Considerable research is being carried out on the role of tea
drinking in preventing cancer. Out of twenty-five papers related to
health presented at the best results, with Lung Ching preferred.
Stomach cancer, the number one cause of death in Japan, is at its
lowest rate in Shizuoka prefecture along the coast southwest of
Tokyo. One explanation is that Shizuoka is a tea-growing district
and its inhabitants drink large amounts of green tea. This is the
conclusion of Professor I. Oguni of Shizuoka University, who did a
twelve-year study using government demographic figures.
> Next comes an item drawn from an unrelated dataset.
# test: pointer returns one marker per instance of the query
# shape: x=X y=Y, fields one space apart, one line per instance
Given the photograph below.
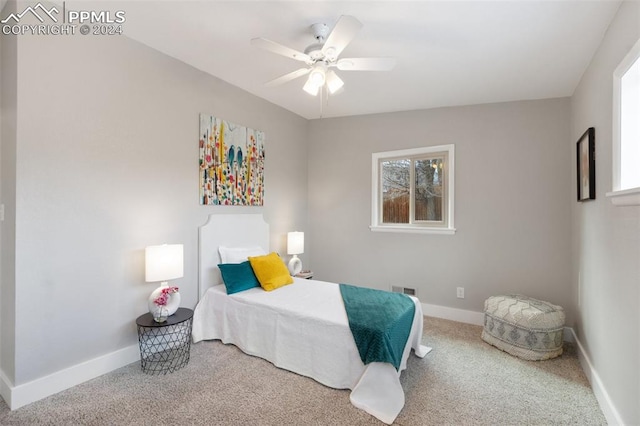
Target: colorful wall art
x=231 y=163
The study polled people in cities with high and low mortality rates from
gastric cancer. In the low mortality areas, it found that people
drank tea often and drank it strong. In the high mortality spots
they favored weak tea and drank it infrequently, according to
research presented by Oguni and others from Hamamatsu College of
Shizuoka University and Terumo Corporation, at the Hang Zhou
Symposium.
Similar findings were reported from a survey in China's Sichuan
province in 1986 and another in 1986-1989 in Jiangsu province. The
incidence of stomach cancer was found to be remarkably lower in
Sichuan areas of heavy tea drinking. Jucha county in Jiangsu, where
mush tea is drunk, was found to have a lower incidence of liver
cancer than Qidong county, where not so much tea is used.
Tea
has some effect against cancer because it inhibits the formation or
action of cancer-causing substances. Tea may block the action of
nitrosamines which can cause cancer, said Dr. Han Chi, an associate
professor at the Institute of Nutrition and Food Hygiene under the
Chinese Academy of Preventative Medicine. In a test of 145 types of
tea, she and her colleagues rated green tea highest, with a blocking
rate of 90%. Brick, Jasmine, oolong, and black tea followed in that
order. They found that one gram of tea had some effect, and that
three to five grams (three grams is one teaspoon) completely blacked
the synthesis of nitrosamines in the human body. But it is too early
to draw any conclusions, Dr Han told the Beijing meeting.
Other research at Hamamatsu College found that green tea inhibits
the action of MNNG (N-methyl-N1-nitro-N-nitrosoguanidine), a
synthetic carcinogen. This substance decreased by 84 percent in the
blood of mice drinking green tea and 82% with black tea. On mice fed
Japanese green tea, induced malignant tumors did not develop as
rapidly as in those not on tea, according to Oguni and other
researchers at Shizuoka University's School of Pharmaceutical
Science and the Hamamatsu College Department of Food Nutrition.
Green tea also inhibits the action of aflatoxin, a powerful
carcinogen produced by mold in stored crops such as grains and
peanuts. This ability of tea to counteract this chemical has been
demonstrated in several Chinese studies.